My son and I are safely back home after our great adventure in northern Japan. On Saturday we did more sightseeing, of course visiting Mt. Hakodate to take in the famous night view and hitting the fish market the next morning. Then it was time to head for home, so we crossed back to Aomori using the Seikan Tunnel, taking a special train that stopped at the Tappi Undersea Station so we could take a tour of the only train station located 140 meters below sea level. Completed in 1988, the Seikan Tunnel is the longest and deepest in the world, spanning 53 km (33 miles) from end to end. The tunnel was built in response to a lack of capacity at the ferry docks that shuttled people and vehicles between the two islands, along with a series of terrible ferry accidents that claimed the lives of 1430 passengers in a single year. The tunnel was a very difficult dream to realize: it employed 1.4 million people and cost $7 billion, including 34 lives due to various accidents during construction.

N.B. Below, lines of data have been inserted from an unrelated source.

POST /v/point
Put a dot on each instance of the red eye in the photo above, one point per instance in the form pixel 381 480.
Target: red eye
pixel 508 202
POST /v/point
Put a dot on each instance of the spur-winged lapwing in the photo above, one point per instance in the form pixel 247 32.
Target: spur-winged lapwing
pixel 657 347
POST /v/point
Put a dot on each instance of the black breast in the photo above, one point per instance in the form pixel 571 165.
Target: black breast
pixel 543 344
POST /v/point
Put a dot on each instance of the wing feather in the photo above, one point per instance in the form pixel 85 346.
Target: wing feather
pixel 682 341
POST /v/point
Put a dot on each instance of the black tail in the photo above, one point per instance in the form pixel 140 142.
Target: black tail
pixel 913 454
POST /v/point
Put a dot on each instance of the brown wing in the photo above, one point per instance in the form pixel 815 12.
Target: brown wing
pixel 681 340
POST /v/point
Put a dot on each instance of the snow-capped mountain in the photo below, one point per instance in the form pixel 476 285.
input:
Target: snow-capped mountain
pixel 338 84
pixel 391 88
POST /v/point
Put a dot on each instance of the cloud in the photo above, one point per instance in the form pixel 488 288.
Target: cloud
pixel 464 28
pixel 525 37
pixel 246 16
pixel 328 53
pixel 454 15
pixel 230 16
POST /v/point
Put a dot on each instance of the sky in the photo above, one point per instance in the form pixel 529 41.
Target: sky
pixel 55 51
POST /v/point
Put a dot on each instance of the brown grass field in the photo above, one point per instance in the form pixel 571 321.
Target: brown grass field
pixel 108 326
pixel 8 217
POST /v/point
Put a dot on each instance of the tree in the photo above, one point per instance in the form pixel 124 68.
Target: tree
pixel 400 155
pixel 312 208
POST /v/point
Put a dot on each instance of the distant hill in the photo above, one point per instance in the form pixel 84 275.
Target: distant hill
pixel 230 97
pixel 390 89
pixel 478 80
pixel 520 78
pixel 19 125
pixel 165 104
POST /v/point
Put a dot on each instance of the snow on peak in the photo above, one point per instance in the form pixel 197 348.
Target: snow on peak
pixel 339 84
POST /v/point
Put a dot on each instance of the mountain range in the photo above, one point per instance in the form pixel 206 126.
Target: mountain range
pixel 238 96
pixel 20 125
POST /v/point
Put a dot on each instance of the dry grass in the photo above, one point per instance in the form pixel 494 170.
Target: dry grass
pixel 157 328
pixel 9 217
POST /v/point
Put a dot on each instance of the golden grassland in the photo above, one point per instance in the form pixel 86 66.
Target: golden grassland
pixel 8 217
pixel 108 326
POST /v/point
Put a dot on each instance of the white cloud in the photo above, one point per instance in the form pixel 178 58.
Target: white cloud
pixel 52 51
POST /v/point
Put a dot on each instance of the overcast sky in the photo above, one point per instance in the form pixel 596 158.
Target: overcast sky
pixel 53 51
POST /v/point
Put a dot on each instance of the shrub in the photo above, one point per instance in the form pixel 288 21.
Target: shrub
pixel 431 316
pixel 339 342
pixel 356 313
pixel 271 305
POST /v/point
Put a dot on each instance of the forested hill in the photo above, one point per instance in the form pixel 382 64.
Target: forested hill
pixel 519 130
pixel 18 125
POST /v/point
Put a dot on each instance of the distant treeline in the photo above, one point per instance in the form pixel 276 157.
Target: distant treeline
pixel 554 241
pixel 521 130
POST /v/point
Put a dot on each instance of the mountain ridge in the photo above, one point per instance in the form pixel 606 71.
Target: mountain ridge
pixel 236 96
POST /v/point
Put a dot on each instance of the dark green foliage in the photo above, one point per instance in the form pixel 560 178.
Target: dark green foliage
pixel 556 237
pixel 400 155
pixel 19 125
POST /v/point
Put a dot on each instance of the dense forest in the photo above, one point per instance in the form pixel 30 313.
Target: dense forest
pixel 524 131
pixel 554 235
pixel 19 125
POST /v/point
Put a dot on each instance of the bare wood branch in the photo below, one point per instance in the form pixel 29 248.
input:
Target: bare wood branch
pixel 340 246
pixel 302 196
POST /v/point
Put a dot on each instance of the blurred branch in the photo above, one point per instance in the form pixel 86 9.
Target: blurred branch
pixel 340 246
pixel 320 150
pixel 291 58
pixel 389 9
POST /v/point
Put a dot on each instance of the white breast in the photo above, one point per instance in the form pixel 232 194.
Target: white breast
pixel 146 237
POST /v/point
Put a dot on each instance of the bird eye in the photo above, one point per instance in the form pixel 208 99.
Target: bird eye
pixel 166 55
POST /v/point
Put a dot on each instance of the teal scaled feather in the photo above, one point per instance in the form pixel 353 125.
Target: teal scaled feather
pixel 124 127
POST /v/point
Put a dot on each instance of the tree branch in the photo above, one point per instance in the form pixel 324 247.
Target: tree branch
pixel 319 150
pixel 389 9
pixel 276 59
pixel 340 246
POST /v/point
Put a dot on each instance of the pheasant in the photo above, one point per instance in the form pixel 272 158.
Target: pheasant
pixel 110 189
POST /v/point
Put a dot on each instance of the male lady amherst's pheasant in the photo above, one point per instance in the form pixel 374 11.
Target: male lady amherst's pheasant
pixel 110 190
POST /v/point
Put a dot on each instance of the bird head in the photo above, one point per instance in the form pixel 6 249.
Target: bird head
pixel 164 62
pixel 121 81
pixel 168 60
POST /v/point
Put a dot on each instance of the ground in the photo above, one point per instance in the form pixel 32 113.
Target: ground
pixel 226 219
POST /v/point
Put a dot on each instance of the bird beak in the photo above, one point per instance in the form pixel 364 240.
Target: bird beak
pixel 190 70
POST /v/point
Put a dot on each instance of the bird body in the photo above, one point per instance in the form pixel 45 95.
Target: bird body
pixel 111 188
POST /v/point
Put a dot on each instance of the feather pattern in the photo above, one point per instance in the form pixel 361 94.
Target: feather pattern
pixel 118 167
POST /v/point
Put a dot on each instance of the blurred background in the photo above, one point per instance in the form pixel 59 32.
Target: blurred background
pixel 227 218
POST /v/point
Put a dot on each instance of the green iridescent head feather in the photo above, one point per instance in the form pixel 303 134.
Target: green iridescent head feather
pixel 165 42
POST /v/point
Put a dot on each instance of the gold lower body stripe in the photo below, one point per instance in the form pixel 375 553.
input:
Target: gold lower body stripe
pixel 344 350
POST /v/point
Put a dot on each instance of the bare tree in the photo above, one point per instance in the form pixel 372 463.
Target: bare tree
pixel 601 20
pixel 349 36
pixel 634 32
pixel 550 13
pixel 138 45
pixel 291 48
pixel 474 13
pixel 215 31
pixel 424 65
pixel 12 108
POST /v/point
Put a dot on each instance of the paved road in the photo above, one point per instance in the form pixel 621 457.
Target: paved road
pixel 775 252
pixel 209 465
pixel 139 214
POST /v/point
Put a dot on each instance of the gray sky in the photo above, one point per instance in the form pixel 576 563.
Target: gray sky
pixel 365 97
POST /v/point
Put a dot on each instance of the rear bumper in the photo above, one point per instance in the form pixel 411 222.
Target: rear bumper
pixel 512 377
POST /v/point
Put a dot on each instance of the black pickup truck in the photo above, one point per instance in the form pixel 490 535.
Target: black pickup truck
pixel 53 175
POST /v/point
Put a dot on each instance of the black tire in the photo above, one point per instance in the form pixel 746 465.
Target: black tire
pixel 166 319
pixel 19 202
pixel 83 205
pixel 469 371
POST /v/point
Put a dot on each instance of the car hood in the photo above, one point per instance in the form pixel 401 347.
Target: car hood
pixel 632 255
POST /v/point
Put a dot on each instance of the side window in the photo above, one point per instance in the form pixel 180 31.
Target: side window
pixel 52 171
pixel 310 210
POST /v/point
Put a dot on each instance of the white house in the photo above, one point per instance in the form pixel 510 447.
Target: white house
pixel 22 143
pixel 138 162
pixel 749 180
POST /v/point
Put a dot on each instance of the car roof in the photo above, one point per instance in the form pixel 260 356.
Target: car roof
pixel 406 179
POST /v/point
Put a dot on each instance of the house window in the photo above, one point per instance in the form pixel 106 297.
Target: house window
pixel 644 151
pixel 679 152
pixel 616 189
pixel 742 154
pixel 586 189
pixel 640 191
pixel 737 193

Passing through the tunnel, we got to see the Shinkansen track they were laying which will eventually allow people to travel by speedy bullet train from Tokyo to Hokkaido. While I love riding these comfortable trains and appreciate that they’ve become an international symbol of Japan to the world, I wasn’t sure how to feel about the country’s eventual plan to bring its iconic high-speed trains all the way to Sapporo. Japan is a country positively addicted to construction, and while its engineering is probably the best in the world — something I could really appreciate, walking through concrete tunnels hewn out of the ocean floor — there’s a time when not building something might be a good idea, too. Like when you’ve got a falling population, as Japan does, and when you have popular alternatives to rail, like the perfectly good network of domestic airlines. Already 90% of travelers heading from Tokyo to northern Japan opt to travel by air, since a 4-6 hour train journey just isn’t convenient or most people, and I doubt this trend will change in the near future. I’d like to see Japan acknowledge that it’s no longer a scrappy economic powerhouse and start making good decisions about the country’s future based on a realistic world-view.
The night view from Hakodate is beautiful to behold.